Changement intérieur, récit de soi et regard social

mai 2014

#Divers

La conversion est souvent perçue comme un acte purement individuel, une transformation radicale de soi. Or elle doit aussi être reconnue par une institution cléricale, selon ses propres règles. Mais ce changement intérieur doit se dire d’une manière qui le rende acceptable dans un âge séculier qui ne lui réserve pas d’espace d’expression publique.

L’étude des conversions religieuses a longtemps été suspecte dans les sciences sociales.
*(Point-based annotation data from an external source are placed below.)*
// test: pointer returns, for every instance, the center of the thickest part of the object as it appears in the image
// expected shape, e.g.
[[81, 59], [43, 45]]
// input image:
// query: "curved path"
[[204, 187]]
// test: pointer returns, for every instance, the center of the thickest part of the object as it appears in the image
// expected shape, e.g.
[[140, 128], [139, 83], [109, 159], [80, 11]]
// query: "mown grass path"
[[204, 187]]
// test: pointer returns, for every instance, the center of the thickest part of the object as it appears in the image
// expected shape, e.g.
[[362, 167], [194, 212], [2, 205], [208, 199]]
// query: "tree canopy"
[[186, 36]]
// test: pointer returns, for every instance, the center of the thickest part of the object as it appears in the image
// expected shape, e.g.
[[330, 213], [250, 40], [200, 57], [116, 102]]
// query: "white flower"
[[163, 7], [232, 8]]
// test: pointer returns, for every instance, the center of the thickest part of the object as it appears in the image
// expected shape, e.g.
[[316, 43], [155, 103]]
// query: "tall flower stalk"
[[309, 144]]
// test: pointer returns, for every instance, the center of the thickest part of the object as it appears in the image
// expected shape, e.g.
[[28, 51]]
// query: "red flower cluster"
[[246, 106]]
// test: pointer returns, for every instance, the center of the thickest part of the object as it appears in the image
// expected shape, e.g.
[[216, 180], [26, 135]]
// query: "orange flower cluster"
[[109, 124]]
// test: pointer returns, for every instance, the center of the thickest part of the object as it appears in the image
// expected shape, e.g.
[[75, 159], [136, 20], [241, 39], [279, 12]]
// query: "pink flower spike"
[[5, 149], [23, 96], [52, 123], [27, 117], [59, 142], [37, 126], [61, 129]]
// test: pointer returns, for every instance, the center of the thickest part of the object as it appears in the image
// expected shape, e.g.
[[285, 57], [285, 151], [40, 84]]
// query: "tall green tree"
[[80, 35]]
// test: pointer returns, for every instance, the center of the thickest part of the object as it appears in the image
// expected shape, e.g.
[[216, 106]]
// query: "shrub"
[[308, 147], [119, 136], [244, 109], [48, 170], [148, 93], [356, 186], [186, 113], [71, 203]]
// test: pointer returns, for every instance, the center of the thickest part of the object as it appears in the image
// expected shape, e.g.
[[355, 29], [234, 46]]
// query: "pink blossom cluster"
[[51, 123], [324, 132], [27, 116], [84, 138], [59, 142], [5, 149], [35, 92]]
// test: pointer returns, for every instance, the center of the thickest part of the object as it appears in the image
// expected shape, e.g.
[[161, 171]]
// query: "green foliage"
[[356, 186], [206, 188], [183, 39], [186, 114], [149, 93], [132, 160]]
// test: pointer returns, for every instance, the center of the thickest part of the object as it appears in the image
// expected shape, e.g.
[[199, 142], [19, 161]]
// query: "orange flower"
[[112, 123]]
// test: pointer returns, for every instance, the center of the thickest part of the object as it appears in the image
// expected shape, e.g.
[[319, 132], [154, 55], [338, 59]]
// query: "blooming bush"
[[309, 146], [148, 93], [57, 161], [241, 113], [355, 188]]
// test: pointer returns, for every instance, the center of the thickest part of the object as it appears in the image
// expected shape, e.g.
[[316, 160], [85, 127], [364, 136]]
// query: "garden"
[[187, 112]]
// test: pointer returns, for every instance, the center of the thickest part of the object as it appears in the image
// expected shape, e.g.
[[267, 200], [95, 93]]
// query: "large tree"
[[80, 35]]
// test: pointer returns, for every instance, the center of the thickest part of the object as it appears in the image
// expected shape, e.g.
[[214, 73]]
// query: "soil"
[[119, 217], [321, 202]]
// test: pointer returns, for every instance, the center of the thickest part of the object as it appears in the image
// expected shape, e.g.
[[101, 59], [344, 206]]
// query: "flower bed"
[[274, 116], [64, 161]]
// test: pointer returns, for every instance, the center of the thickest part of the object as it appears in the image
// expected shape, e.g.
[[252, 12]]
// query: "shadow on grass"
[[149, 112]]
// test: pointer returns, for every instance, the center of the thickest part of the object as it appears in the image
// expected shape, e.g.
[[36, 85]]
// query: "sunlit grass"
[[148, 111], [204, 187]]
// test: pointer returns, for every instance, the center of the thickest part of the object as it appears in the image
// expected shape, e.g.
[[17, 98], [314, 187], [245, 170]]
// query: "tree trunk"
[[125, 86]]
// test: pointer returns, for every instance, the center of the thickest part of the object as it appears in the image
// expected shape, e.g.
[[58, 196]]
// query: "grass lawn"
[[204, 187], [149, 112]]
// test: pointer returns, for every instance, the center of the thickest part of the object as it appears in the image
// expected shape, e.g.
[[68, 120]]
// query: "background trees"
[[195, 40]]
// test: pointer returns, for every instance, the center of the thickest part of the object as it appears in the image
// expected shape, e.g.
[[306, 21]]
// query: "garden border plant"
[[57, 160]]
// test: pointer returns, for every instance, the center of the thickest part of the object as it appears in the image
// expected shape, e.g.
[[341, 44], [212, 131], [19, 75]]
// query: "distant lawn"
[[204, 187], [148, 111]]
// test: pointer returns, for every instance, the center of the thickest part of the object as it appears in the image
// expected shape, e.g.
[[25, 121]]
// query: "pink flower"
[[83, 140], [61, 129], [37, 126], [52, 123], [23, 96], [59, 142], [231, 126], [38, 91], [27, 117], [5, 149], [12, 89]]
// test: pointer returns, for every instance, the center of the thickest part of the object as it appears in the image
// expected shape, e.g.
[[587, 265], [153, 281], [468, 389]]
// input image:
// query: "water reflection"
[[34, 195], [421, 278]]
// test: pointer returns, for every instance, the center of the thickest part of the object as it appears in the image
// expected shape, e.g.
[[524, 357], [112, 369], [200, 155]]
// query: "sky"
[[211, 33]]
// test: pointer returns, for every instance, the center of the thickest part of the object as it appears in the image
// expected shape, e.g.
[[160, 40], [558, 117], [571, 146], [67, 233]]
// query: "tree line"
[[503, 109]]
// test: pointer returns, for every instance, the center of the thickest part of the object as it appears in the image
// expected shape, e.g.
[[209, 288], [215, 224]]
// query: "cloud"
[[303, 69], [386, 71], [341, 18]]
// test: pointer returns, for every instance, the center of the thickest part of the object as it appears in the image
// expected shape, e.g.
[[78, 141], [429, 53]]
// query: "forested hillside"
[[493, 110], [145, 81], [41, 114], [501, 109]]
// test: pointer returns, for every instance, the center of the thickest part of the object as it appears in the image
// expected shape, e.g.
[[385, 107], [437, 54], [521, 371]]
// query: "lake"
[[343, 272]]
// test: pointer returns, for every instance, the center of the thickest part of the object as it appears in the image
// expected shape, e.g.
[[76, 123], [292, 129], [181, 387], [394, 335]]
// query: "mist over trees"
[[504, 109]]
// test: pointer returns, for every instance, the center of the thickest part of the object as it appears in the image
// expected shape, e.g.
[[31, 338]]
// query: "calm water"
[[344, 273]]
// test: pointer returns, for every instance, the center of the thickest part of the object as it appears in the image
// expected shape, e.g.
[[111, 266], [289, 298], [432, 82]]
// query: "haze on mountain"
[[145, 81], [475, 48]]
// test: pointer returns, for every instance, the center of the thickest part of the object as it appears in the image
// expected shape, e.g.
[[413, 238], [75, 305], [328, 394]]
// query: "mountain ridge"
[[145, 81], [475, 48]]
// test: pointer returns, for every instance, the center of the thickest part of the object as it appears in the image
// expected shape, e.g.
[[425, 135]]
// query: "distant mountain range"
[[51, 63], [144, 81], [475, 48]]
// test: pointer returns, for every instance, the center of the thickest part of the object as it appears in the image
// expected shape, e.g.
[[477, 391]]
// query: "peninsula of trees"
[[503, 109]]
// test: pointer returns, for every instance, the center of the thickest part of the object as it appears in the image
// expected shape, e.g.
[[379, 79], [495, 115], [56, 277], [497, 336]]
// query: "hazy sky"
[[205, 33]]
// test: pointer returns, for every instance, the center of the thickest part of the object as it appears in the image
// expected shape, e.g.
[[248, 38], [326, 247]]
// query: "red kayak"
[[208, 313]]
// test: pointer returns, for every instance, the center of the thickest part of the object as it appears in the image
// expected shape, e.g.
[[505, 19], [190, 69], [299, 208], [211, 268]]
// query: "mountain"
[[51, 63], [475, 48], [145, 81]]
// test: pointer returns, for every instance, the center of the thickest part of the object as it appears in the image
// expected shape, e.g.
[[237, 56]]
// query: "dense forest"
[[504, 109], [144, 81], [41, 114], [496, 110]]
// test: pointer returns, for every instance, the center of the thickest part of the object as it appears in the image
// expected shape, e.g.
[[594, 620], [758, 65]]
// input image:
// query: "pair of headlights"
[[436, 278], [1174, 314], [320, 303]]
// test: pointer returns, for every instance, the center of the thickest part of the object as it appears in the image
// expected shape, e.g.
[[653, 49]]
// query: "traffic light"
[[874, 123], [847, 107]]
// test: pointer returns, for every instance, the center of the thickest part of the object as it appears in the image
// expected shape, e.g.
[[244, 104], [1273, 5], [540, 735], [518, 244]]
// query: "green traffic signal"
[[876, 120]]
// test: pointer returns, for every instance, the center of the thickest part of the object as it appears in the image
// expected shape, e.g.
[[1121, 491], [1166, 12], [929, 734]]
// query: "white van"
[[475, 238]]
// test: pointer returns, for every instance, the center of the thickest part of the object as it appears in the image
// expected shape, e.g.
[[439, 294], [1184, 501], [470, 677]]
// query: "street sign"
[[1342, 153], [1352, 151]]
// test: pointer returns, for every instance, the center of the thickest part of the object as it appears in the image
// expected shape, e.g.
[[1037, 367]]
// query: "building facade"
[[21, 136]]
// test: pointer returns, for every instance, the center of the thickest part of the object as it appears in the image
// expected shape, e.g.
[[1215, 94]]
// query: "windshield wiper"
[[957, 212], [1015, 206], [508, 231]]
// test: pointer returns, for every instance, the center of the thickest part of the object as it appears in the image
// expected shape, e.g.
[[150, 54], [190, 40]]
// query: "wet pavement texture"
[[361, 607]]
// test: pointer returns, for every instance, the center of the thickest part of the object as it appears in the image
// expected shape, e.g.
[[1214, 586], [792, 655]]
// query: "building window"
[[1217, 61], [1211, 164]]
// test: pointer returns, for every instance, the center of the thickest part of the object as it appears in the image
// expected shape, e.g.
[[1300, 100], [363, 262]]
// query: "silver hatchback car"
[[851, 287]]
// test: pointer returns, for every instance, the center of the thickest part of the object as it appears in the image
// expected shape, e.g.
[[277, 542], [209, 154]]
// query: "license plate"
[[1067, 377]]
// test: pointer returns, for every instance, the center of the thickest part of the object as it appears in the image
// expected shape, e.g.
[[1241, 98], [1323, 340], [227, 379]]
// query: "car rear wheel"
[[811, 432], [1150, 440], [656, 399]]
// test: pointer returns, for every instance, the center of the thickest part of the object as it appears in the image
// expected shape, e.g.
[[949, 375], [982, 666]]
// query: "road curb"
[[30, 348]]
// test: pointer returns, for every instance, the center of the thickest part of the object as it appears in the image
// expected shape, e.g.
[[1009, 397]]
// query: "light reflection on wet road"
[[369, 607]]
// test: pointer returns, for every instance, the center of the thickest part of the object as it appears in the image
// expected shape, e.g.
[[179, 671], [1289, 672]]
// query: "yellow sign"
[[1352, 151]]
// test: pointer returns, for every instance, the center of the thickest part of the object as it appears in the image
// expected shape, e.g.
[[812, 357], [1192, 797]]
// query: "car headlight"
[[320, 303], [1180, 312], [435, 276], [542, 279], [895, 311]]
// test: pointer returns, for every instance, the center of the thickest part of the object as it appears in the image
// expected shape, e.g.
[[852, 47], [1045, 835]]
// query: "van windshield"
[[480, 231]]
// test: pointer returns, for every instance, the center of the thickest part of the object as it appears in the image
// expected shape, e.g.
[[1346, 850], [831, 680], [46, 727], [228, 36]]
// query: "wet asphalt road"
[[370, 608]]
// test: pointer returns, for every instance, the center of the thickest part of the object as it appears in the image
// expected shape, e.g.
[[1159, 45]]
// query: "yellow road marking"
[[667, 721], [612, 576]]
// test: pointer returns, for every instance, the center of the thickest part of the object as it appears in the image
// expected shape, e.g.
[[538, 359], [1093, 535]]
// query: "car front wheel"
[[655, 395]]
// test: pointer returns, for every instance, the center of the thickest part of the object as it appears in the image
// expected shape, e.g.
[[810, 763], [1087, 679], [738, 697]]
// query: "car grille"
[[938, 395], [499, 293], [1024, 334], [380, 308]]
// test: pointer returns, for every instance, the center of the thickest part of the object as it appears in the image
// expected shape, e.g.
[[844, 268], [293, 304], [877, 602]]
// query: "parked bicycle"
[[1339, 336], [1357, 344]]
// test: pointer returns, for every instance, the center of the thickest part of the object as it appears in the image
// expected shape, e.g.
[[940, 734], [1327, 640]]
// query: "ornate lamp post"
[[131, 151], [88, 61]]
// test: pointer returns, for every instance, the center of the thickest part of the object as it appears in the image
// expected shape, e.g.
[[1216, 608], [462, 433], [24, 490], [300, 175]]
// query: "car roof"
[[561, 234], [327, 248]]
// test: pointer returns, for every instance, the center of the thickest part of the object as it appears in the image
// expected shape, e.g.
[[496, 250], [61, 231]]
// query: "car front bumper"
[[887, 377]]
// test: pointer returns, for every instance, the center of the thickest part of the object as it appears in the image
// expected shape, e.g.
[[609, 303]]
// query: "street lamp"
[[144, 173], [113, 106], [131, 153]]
Là où la sociologie cherchait des régularités, l’intérêt pour le changement de religion, brusque et individuel, était quasi nul. Ce n’est qu’à la faveur du retour en grâce de l’individu et de l’avènement de la notion de sécularisation (à la toute fin des années 1950) que la conversion religieuse a été saisie par les sciences sociales et plus particulièrement par la sociologie. Les « nouvelles sociologies », qui se concentrent sur les actions individuelles, redécouvrent l’événement et le changement et s’intéressent alors aux modes d’engagements religieux. La seconde tendance est la perte d’influence des églises dites « traditionnelles », qui libèrent ainsi les individus d’une contrainte jusqu’alors indiscutée : si la religion est moins importante dans nos vies quotidiennes, alors il est possible d’en changer, voire de ne pas en avoir, et un jour, d’en choisir une.